Project seeks climate clues deep in Indonesian lakebed

11 June 2015

A project aimed at sampling pristine sediments from deep beneath an ancient Indonesian lake is in full swing since May. A team co-led by OCCR researcher Hendrik Vogel is currently drilling from the floor of the freshwater Lake Towuti all the way down to bedrock. The sedimentary cores they produce could hold a million years of climate and environmental data and help scientists reconstruct the climate history of a region that wields a weighty influence on global climate.

The international team of geoscientists drilling sediment cores on the island of Sulawesi, in Indonesia consists of 40 scientists. The drilling will last about two months and runs 24 hours a day. The drilling is done from a big barge, floating in water as deep as 200 meters. A local mining company called PT Vale Indonesia is providing logistical help with the drilling operation. The cores themselves come up in 3-meter sections, and a team of scientists is processing the cores as they come aboard, preparing them to be shipped to labs the world over for analysis.

Lake Towuti is the largest of a string of ancient tectonic lakes that dot the landscape of Sulawesi. “These lakes were identified 20 years ago as high priority sites for a scientific drilling program,” said James Russell, a Brown University geologist and co-leader of the Lake Towuti Drilling Project. “They’re big, they’re known to be very old, they comprise a very unique chemical composition, and they’re in a climatically important region of the world.”

Water vapor plays a key role in regulating global temperature

The Indonesian archipelago sits within a pool of warm ocean that controls the Pacific El Niño oscillation, which can alter temperature and rainfall patterns across the Americas and elsewhere. The warm pool also supplies a substantial proportion of the water vapor in the Earth’s atmosphere. Water vapor is the planet’s predominant greenhouse gas, so the water vapor supply coming from the Indonesian waters likely plays a key role in regulating global temperature.

“What we really want to know is, if you go back through time, how does the hydrological cycle of the biggest single source of global water vapor vary during periods of global climate change- that’s a very important feedback to consider in thinking about past climate change as well as future predictions”, Russell said. “We are also interested in how these hydrological changes alter the landscape and soils surrounding Lake Towuti; a better understanding of these processes and their rates of change is very important when considering future climate projections for this densely populated region of our planet”, said Vogel, a University of Bern geologist and co-leader of the Lake Towuti Drilling Project.

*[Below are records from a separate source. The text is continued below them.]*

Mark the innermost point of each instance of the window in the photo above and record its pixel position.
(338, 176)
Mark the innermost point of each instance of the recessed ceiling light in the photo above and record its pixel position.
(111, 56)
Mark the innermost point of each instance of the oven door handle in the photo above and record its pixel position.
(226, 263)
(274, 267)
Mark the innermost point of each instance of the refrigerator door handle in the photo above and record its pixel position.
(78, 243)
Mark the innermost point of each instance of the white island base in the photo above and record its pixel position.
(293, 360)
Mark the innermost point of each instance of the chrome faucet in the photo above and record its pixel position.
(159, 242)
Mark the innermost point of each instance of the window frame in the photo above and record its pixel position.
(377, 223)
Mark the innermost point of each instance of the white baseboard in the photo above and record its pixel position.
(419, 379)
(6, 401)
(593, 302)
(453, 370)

The signatures of that hydrological cycle and its effect on landscape development have been trapped over time in the sediment of Lake Towuti, and are detectable in the sediment cores the researchers will gather. By looking at how concentrations of different chemical markers in the sediment change with depth, the researchers can develop a continuous record through time of how much surface runoff and with it soil substrates poured into the lake. The rate of runoff is directly related to the rate of rainfall.

Test predictions made by climate models

A preliminary drilling operation completed in 2010 showed that changes in the hydrological record are indeed detectable. In the initial operation, Russell and Vogel and their teams cored about 20 meters into the sediment and recovered a record of about 60,000 years of rainfall. That work showed that during the last ice age, when glaciers covered much of the northern hemisphere, Indonesia dried out substantially. Rainfall in the region during that period tailed off by as much as 50 percent, the researchers found.

“We’ve documented drought during one ice age, but there have been dozens of ice ages spanning the last million or so years,” Hendrik Vogel said. “We’d like to see if we can replicate that finding. As the Earth warms or cools, does Indonesia consistently become wetter or dryer?”

The current phase of the project could answer those questions. Rather than stopping at 20 meters, the Towuti Drilling Project will drill all the way to bedrock, through as much as 200 meters of sediment and perhaps a million or more years of time. The information gathered on Indonesia’s hydrological cycle could then be used to test the predictions made by climate models and better predict future climate change.